I'll update this page further as the story continues to develop. In the meanwhile, if you know anybody at Google, see if you can encourage them to get their act together on the Themes API, would you? Thanks.

Sterling Udell, 6 March 2008


27 March 2008

A few days ago the live version of Northern Hemisphere stopped working without more aggressive measures in Theme Manager; nothing I can't work around, but another frustration nonetheless.

What's interesting, however, is that Google's Earth-light theme developed the same problem at the same time, telling me that Google has attempted to run my updates and the name collision caused a failure somewhere. Hopefully this will attract someone's attention, and there'll be some movement on this issue soon.

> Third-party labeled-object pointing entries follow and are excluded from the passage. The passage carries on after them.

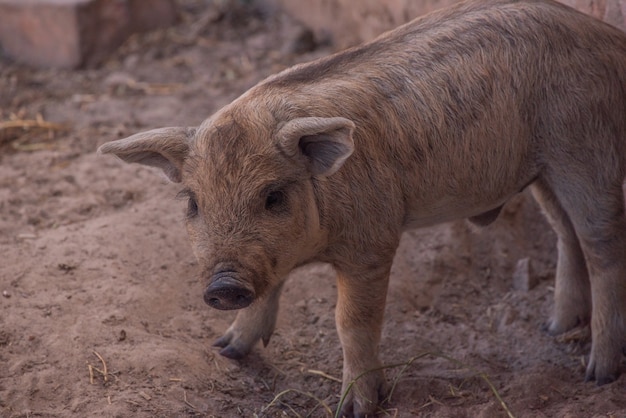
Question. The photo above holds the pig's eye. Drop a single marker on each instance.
(275, 200)
(192, 207)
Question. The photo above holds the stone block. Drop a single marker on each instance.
(74, 33)
(345, 23)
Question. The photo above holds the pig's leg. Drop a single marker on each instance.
(359, 317)
(596, 209)
(254, 323)
(572, 292)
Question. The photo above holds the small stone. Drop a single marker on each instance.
(523, 278)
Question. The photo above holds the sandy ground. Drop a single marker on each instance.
(101, 310)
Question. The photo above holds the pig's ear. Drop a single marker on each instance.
(324, 142)
(165, 148)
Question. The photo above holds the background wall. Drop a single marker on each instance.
(346, 25)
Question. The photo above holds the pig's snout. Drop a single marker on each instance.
(227, 292)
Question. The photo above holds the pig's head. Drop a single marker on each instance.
(253, 207)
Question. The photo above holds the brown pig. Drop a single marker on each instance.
(446, 117)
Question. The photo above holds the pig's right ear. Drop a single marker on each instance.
(165, 148)
(323, 143)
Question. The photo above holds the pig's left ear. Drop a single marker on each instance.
(325, 143)
(165, 148)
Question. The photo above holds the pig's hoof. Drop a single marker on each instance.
(363, 399)
(603, 369)
(232, 353)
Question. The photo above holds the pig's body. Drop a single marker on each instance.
(446, 117)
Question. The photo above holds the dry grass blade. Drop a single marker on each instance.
(324, 375)
(406, 364)
(19, 132)
(31, 123)
(308, 395)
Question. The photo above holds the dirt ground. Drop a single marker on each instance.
(101, 311)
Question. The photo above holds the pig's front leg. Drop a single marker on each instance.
(254, 323)
(359, 316)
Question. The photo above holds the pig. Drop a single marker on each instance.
(446, 117)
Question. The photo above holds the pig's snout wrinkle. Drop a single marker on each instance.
(226, 292)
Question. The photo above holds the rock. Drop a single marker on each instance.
(74, 33)
(524, 278)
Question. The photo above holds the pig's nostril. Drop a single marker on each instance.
(223, 294)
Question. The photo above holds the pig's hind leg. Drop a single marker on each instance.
(594, 201)
(254, 323)
(572, 291)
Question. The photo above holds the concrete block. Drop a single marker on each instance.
(74, 33)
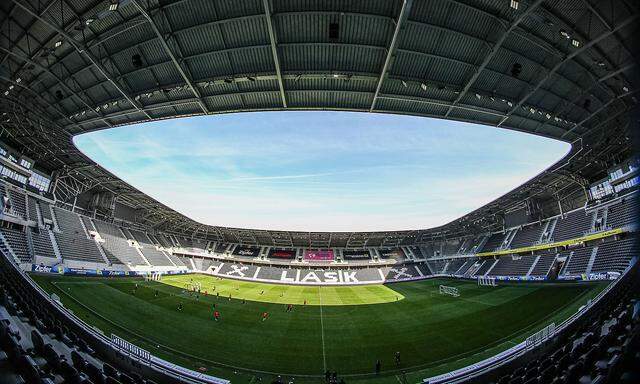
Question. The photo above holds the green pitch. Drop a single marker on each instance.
(340, 328)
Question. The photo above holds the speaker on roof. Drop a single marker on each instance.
(136, 60)
(516, 69)
(334, 31)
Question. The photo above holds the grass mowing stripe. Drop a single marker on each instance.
(432, 332)
(324, 353)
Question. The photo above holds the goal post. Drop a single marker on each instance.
(153, 276)
(451, 291)
(487, 281)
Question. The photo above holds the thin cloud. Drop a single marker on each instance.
(316, 171)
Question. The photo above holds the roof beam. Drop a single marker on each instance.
(83, 51)
(274, 50)
(404, 15)
(492, 53)
(582, 93)
(62, 83)
(163, 41)
(575, 53)
(597, 111)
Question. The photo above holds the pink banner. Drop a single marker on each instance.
(319, 255)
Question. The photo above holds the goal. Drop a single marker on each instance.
(487, 281)
(154, 276)
(452, 291)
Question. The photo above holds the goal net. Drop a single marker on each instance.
(155, 276)
(194, 286)
(451, 291)
(487, 281)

At the least, it's the first real sign that theme updates are being attempted by Google.


8 May 2008

The good news: A Googler has put in an appearance on the Theme API discussion group, coincidentally soon after I made a stink on the Gadgets API group (which is monitored by G). And for the first time, updates to my themes have been applied in Google's directory.

The bad news: They have yet to address the name-based behavior described above, so in order for my themes to work worldwide, they are stuck being named "Earth-light". Which has led to a new class of complaining on my comments pages, as people accuse me of ripping off the real Earth-light theme. Sigh.